An horrendous flood in 1642 killed around 300,000 people in the Chinese city of Kaifeng in 1642, says a study published in the journal Scientific Reports. According to a team of international scientists, the catastrophic event destroyed the city and entombed its inhabitants under metres of silt and clay. The horrifying scope of the flood is attributed to the fact that Kaifeng’s walls partially collapsed and water became trapped in the city.
Back then Kaifeng was one of the largest cities in the world and served as the capital for several Chinese dynasties. It has been flooded by the Yellow River around 40 times over the past thousand years, but the event in 1642 was powerful enough to wipe out almost all of the city's inhabitants. However, unlike previous floods, this one was not caused by nature, but humans.
Our new paper in @SciReports reveals archaeological evidence of a Yellow River flood in AD 1642 that destroyed Kaifeng, one of China's dynastic capitals. Some estimates suggest that this flood killed over 300,000 people and destroyed the entire city... https://t.co/MHTGLy1iJL pic.twitter.com/A2Msga53hk
— Michael J. Storozum (@Mjstoroz) March 2, 2020
Kaifeng was under siege by enemy forces for months. When it became clear that the city could no longer hold out the governor ordered the army to destroy dikes along the Yellow River hoping that it would deal with the enemy forces. Instead it killed everyone and everything in its path.
"The city walls prevented water from easily exiting the city. As a result the constant influx of floodwater into the city created a deadly mix of mud and urban debris that significantly amplified the destructive power of the Yellow River", the study read.
The aim of the study is to see what factors contributed to the resilience of cities to natural disasters such as this one. Scientists say that due to climate change and environmental uncertainty these events could happen again.
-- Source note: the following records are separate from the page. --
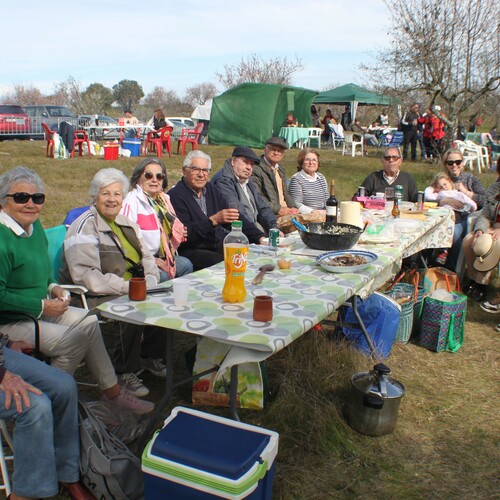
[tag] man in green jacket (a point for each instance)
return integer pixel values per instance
(270, 180)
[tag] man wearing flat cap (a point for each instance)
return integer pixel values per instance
(270, 179)
(233, 181)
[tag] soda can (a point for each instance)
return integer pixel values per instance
(274, 237)
(420, 201)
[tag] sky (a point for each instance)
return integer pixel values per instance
(176, 45)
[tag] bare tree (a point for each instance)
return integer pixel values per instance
(97, 98)
(24, 95)
(255, 69)
(444, 51)
(199, 94)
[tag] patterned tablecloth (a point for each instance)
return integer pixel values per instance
(294, 135)
(303, 295)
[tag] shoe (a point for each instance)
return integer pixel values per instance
(155, 366)
(492, 305)
(77, 491)
(128, 401)
(133, 384)
(441, 258)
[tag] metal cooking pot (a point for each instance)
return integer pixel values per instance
(373, 402)
(318, 237)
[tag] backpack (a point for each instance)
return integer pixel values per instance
(108, 468)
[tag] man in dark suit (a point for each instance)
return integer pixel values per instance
(205, 212)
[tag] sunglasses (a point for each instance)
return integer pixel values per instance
(159, 177)
(22, 198)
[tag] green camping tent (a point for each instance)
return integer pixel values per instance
(351, 94)
(250, 113)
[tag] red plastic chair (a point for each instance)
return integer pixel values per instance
(189, 135)
(49, 137)
(80, 138)
(164, 138)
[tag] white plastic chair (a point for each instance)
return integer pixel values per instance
(352, 144)
(315, 135)
(5, 436)
(470, 155)
(482, 153)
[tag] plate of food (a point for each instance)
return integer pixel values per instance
(346, 261)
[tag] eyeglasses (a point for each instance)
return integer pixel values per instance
(22, 198)
(198, 170)
(159, 176)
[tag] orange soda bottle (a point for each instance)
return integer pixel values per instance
(235, 260)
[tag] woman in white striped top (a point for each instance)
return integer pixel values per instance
(308, 187)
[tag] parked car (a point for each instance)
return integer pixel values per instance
(179, 122)
(51, 115)
(102, 121)
(14, 122)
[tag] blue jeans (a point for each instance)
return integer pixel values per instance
(183, 266)
(46, 436)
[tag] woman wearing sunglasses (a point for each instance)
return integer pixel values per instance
(42, 399)
(149, 207)
(102, 251)
(470, 186)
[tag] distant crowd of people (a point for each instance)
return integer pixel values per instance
(139, 226)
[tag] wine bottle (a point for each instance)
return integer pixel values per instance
(332, 205)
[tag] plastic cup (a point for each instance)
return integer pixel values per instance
(181, 291)
(137, 289)
(263, 308)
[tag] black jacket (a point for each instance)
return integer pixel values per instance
(201, 233)
(227, 183)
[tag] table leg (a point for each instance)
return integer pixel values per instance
(362, 325)
(233, 391)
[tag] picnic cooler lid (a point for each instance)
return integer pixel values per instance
(213, 451)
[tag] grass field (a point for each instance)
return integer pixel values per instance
(446, 441)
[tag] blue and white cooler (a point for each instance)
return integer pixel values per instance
(201, 456)
(133, 145)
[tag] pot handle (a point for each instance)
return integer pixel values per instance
(372, 401)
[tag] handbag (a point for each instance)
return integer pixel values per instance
(107, 467)
(442, 323)
(380, 315)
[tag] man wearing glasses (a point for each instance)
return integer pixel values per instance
(270, 180)
(206, 213)
(391, 176)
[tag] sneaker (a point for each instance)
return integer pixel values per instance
(133, 384)
(441, 258)
(492, 305)
(128, 401)
(155, 366)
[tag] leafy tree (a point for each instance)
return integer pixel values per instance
(257, 70)
(199, 94)
(127, 93)
(97, 98)
(443, 51)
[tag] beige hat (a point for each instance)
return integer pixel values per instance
(488, 253)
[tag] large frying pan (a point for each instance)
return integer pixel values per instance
(317, 235)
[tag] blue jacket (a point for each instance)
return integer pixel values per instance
(227, 183)
(201, 233)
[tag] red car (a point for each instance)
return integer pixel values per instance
(14, 122)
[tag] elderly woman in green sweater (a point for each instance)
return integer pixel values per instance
(66, 337)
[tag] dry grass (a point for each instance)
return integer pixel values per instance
(446, 441)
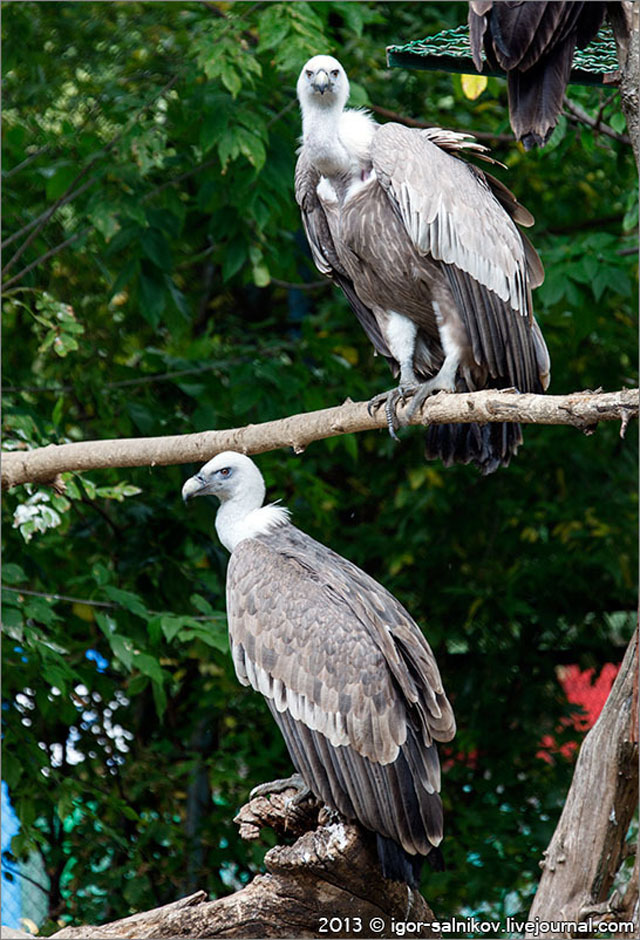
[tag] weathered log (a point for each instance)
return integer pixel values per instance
(588, 845)
(625, 21)
(328, 882)
(581, 410)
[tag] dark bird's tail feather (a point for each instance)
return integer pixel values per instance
(398, 865)
(488, 446)
(536, 96)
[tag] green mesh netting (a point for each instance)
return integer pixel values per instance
(450, 51)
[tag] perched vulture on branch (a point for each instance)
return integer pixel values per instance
(533, 43)
(427, 252)
(348, 676)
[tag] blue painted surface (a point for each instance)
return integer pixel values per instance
(11, 890)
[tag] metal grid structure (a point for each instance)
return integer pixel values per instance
(450, 51)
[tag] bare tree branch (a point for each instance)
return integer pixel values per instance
(587, 847)
(329, 879)
(580, 410)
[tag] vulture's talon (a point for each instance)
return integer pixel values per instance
(294, 782)
(391, 400)
(424, 391)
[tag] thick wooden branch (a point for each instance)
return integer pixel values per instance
(328, 878)
(588, 845)
(625, 21)
(580, 410)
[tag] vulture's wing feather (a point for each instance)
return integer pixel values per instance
(451, 213)
(324, 253)
(314, 220)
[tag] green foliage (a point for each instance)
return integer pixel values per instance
(166, 133)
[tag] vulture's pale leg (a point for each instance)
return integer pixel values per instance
(294, 782)
(400, 334)
(444, 381)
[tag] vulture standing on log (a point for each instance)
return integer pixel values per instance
(533, 43)
(347, 674)
(426, 249)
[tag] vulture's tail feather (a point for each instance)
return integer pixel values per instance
(536, 96)
(488, 446)
(398, 865)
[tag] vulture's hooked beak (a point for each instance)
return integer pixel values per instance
(194, 486)
(321, 81)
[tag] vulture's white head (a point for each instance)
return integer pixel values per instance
(323, 83)
(238, 484)
(227, 476)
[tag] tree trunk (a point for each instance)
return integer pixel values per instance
(625, 22)
(588, 845)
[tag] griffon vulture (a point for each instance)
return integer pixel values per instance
(426, 249)
(347, 674)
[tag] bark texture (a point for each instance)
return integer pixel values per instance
(331, 871)
(625, 22)
(589, 845)
(580, 410)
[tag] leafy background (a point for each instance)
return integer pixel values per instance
(157, 282)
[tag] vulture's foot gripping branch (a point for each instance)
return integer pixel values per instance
(391, 400)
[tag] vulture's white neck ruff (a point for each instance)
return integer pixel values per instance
(239, 518)
(337, 140)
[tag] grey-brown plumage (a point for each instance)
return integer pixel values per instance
(428, 252)
(533, 42)
(348, 676)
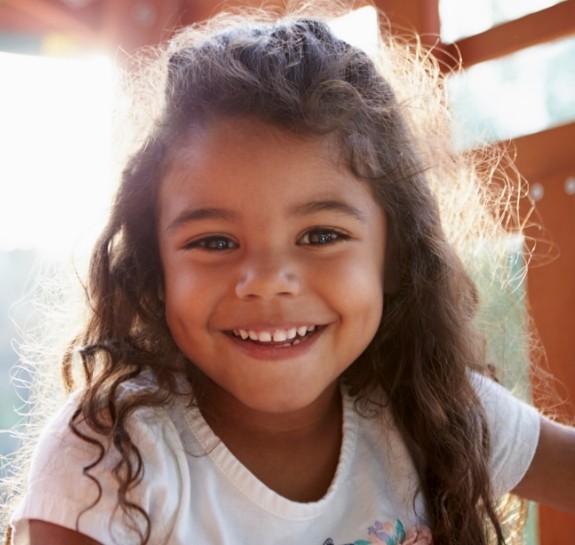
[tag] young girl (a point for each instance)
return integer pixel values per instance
(281, 344)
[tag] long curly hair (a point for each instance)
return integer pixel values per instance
(386, 110)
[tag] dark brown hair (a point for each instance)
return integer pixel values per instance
(296, 74)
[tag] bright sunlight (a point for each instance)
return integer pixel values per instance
(55, 137)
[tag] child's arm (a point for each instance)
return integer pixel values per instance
(45, 533)
(550, 478)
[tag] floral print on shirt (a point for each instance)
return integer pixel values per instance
(388, 533)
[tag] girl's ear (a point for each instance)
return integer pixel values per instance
(391, 272)
(161, 292)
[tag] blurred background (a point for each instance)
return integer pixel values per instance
(57, 87)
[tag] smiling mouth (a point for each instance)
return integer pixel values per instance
(277, 337)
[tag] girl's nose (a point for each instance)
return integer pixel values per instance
(267, 277)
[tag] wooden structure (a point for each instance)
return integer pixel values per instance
(547, 158)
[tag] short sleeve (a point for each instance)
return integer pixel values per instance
(514, 430)
(59, 492)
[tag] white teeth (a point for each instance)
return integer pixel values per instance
(280, 335)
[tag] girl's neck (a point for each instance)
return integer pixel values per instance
(294, 454)
(224, 413)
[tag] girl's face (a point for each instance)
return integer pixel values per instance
(273, 256)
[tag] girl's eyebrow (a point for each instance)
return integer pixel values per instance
(189, 215)
(196, 214)
(330, 205)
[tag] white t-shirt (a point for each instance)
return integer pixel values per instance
(196, 491)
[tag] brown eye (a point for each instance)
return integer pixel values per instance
(320, 237)
(213, 244)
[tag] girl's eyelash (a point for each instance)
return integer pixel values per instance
(322, 236)
(212, 243)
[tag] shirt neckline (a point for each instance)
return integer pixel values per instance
(256, 491)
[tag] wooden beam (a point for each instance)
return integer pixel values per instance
(549, 24)
(545, 152)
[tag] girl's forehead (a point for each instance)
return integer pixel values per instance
(251, 135)
(242, 160)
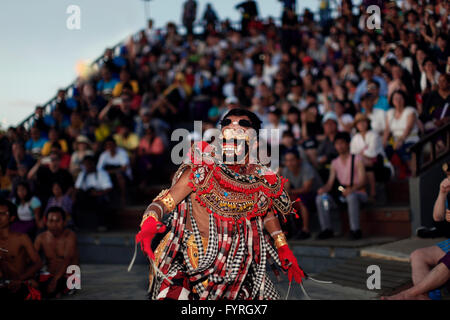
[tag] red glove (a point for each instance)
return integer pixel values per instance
(148, 231)
(289, 262)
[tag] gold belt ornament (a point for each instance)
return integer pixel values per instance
(192, 251)
(166, 198)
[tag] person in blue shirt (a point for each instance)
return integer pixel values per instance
(106, 85)
(366, 70)
(35, 144)
(380, 102)
(430, 266)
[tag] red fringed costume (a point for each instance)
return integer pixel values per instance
(219, 232)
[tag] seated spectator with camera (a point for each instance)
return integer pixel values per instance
(19, 261)
(348, 173)
(430, 266)
(303, 182)
(59, 247)
(93, 188)
(369, 146)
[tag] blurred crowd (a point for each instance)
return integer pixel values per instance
(313, 77)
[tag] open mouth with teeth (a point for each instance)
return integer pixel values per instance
(234, 152)
(235, 146)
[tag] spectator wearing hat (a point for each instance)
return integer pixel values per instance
(274, 128)
(125, 78)
(189, 15)
(259, 77)
(47, 171)
(92, 188)
(230, 103)
(308, 67)
(29, 212)
(19, 157)
(116, 162)
(429, 77)
(53, 136)
(369, 146)
(293, 122)
(63, 156)
(82, 148)
(107, 82)
(128, 140)
(377, 117)
(345, 120)
(295, 95)
(303, 182)
(436, 107)
(326, 151)
(311, 126)
(348, 170)
(380, 102)
(366, 70)
(59, 199)
(150, 155)
(35, 144)
(401, 124)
"As global temperatures continue to rise and increase the frequency of extreme events, the combined archaeological and paleoenvironmental record of exceptional floods, like the AD 1642 Yellow River flood, can provide an important reminder that unexpected events have happened in the past and will likely happen again. In extreme cases, these events can cause infrastructure built to prevent disasters to catastrophically fail, causing significantly more devastation than under normal circumstances", the study read.